Nine Most Important Rules In HTMA Mineral Balancing by Dr. Paul Eck

Mineral balancing using HTMA involves complicated relationships between various minerals and metals
that have to be balanced in the actual amounts for each and also in the ratios between important minerals.

#1 – A high mineral level can be just as damaging as a low mineral level.

In other words, a person with a very high calcium level can be just as bad off as if he had a very low calcium level. In both conditions, the body cannot properly utilize calcium.
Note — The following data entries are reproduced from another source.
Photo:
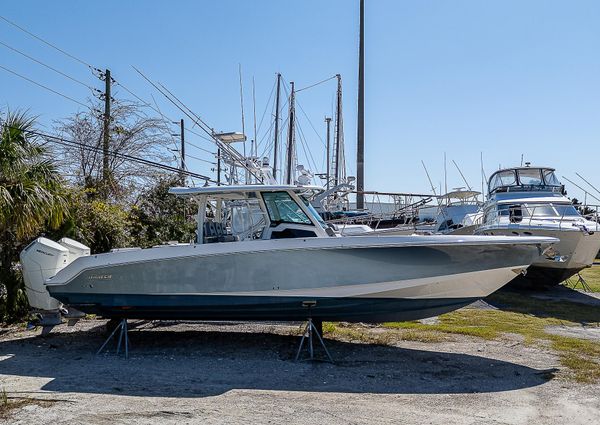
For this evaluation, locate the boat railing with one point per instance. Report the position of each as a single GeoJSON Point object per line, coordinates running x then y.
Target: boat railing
{"type": "Point", "coordinates": [528, 188]}
{"type": "Point", "coordinates": [384, 210]}
{"type": "Point", "coordinates": [565, 221]}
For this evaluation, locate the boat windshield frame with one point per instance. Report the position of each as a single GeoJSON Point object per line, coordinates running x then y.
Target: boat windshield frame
{"type": "Point", "coordinates": [515, 180]}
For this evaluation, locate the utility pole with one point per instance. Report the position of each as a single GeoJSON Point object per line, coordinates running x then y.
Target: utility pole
{"type": "Point", "coordinates": [291, 136]}
{"type": "Point", "coordinates": [360, 136]}
{"type": "Point", "coordinates": [328, 121]}
{"type": "Point", "coordinates": [182, 129]}
{"type": "Point", "coordinates": [338, 131]}
{"type": "Point", "coordinates": [276, 142]}
{"type": "Point", "coordinates": [106, 134]}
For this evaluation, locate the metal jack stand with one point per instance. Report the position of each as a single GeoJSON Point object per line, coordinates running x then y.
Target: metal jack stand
{"type": "Point", "coordinates": [580, 281]}
{"type": "Point", "coordinates": [123, 336]}
{"type": "Point", "coordinates": [309, 330]}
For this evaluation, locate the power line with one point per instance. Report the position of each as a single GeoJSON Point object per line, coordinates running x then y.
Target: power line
{"type": "Point", "coordinates": [44, 87]}
{"type": "Point", "coordinates": [315, 84]}
{"type": "Point", "coordinates": [65, 142]}
{"type": "Point", "coordinates": [48, 43]}
{"type": "Point", "coordinates": [47, 66]}
{"type": "Point", "coordinates": [200, 159]}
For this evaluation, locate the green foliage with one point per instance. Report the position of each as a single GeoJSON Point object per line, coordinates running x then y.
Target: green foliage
{"type": "Point", "coordinates": [99, 224]}
{"type": "Point", "coordinates": [32, 196]}
{"type": "Point", "coordinates": [160, 217]}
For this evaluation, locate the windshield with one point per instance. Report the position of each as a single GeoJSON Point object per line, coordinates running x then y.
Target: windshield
{"type": "Point", "coordinates": [314, 212]}
{"type": "Point", "coordinates": [566, 210]}
{"type": "Point", "coordinates": [532, 177]}
{"type": "Point", "coordinates": [550, 178]}
{"type": "Point", "coordinates": [283, 209]}
{"type": "Point", "coordinates": [504, 178]}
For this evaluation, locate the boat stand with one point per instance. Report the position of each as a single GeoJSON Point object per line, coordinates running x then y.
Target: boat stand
{"type": "Point", "coordinates": [580, 281]}
{"type": "Point", "coordinates": [308, 333]}
{"type": "Point", "coordinates": [123, 337]}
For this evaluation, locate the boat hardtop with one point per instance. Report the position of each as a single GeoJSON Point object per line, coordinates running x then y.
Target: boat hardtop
{"type": "Point", "coordinates": [525, 179]}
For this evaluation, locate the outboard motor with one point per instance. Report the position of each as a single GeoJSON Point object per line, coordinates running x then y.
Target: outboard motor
{"type": "Point", "coordinates": [42, 259]}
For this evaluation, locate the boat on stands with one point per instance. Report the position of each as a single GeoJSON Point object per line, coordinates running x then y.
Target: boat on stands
{"type": "Point", "coordinates": [531, 201]}
{"type": "Point", "coordinates": [262, 253]}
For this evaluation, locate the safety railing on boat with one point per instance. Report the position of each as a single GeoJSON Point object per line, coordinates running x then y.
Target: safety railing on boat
{"type": "Point", "coordinates": [537, 215]}
{"type": "Point", "coordinates": [384, 210]}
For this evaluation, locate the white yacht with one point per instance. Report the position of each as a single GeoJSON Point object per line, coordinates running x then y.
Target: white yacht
{"type": "Point", "coordinates": [531, 201]}
{"type": "Point", "coordinates": [261, 252]}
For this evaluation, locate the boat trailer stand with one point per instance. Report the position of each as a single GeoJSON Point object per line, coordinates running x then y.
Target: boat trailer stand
{"type": "Point", "coordinates": [123, 337]}
{"type": "Point", "coordinates": [310, 330]}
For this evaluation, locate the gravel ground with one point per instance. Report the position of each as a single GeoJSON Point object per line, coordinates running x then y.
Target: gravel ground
{"type": "Point", "coordinates": [244, 373]}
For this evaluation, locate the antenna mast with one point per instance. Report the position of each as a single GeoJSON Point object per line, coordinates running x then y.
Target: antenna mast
{"type": "Point", "coordinates": [276, 142]}
{"type": "Point", "coordinates": [338, 158]}
{"type": "Point", "coordinates": [242, 105]}
{"type": "Point", "coordinates": [360, 130]}
{"type": "Point", "coordinates": [291, 136]}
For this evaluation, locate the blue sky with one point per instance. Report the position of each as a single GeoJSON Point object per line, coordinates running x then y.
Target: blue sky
{"type": "Point", "coordinates": [502, 78]}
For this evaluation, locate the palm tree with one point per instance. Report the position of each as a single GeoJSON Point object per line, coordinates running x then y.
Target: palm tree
{"type": "Point", "coordinates": [31, 197]}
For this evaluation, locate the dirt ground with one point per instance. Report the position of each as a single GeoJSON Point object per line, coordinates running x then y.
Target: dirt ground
{"type": "Point", "coordinates": [244, 373]}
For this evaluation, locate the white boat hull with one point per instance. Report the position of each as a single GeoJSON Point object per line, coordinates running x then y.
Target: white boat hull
{"type": "Point", "coordinates": [350, 278]}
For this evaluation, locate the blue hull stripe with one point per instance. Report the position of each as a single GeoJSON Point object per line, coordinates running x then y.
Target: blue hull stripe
{"type": "Point", "coordinates": [224, 307]}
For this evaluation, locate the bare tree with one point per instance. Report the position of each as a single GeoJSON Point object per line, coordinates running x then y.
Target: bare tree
{"type": "Point", "coordinates": [132, 133]}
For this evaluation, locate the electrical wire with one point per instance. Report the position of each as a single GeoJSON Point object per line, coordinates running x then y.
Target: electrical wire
{"type": "Point", "coordinates": [47, 66]}
{"type": "Point", "coordinates": [48, 43]}
{"type": "Point", "coordinates": [45, 87]}
{"type": "Point", "coordinates": [315, 84]}
{"type": "Point", "coordinates": [68, 143]}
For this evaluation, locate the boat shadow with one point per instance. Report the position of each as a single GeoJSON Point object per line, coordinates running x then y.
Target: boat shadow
{"type": "Point", "coordinates": [559, 302]}
{"type": "Point", "coordinates": [164, 363]}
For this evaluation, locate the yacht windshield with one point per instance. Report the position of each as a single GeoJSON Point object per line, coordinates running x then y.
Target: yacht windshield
{"type": "Point", "coordinates": [566, 210]}
{"type": "Point", "coordinates": [503, 178]}
{"type": "Point", "coordinates": [314, 212]}
{"type": "Point", "coordinates": [539, 210]}
{"type": "Point", "coordinates": [283, 209]}
{"type": "Point", "coordinates": [550, 178]}
{"type": "Point", "coordinates": [531, 177]}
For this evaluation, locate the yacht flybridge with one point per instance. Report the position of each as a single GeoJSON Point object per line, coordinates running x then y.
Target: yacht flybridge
{"type": "Point", "coordinates": [530, 201]}
{"type": "Point", "coordinates": [261, 252]}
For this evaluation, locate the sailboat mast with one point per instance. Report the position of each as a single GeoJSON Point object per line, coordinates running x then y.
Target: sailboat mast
{"type": "Point", "coordinates": [360, 139]}
{"type": "Point", "coordinates": [338, 130]}
{"type": "Point", "coordinates": [291, 133]}
{"type": "Point", "coordinates": [276, 142]}
{"type": "Point", "coordinates": [328, 178]}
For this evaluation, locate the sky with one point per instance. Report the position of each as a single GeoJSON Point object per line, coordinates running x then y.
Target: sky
{"type": "Point", "coordinates": [500, 80]}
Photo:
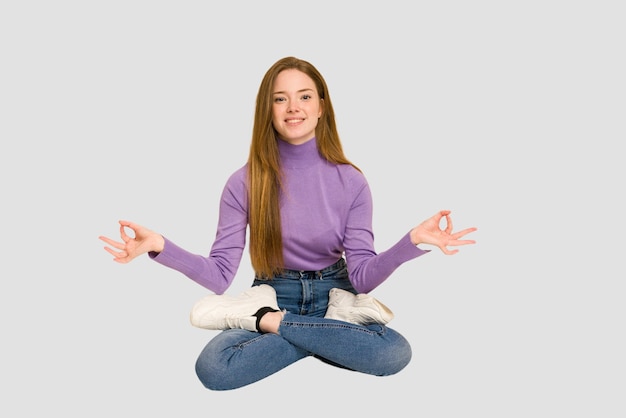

#2 – Mineral levels are not always as they appear.

Just because a mineral “appears” to be at its normal level, doesn’t mean that it really is. For ex­ample, the normal level of copper is 2.5.

For example, if your copper level is normal on the hair test, you may still be low or high in copper. You might have major mineral imbalances or stress in your body which is causing the copper to “appear” normal.

In a later hair test your copper may end up being off the chart on the high end. You have to be like a detective in reading a mineral chart.

#3 – Just because a level is low, it is unlikely to rise due to supplementing it.

Giving a specific mineral which appears to be “low” on a chart will rarely – if ever, raise that partic­ular mineral level.

For example, if a person has a low manganese level on his chart, giving that person manganese will rarely raise his manganese level.

#4 – The longer a ratio is out of balance, the longer it will take to correct the imbalance.

This means that if you have been a very slow oxidizer for ten or fifteen years, don’t expect to become a normal oxidizer overnight.

#5 – It’s easier to slow a fast oxidizer down, than it is to speed a slow oxidizer up.

Stated another way, it is easier to walk downhill than it is to walk uphill.

#6 – Certain minerals tend to go out of balance in combination with other minerals to maintain a homeostatic ratios as constant as possible.

In many cases, when one mineral level rises, a second mineral level will also rise, to stay in balance with the first mineral level.

For example, when the calcium levels rise in a person, the magnesium level will also rise. Because of this elevated magnesium level, the ratio between the calcium and the magnesium will stay relatively con­stant.

#7 – On a Mineral Balancing Program, mineral ratios improve first, before specific minerals levels improve.

This is why many levels will appear to get worse on a person’s chart when he goes on my program. Because of this, many people think that I don’t know what I am doing. A person’s calcium or sodium level may even decrease below normal when he goes on my program. But if you look at his chart closely, another major mineral ratio probably vastly Improved. This happens all the time. Remember, mineral ratios generally improve first. When they are balanced, then the levels will come into balance.

#8 – A given mineral can either raise or lower another mineral.

For example, depending on a person’s biochemistry, a certain mineral may raise another in the body. And, at a different time, this same mineral may lower that other mineral.

#9 – The further a mineral deviates from the normal range the less energy a person will have.

This is true, regardless of how good a person’s ratios appear to be.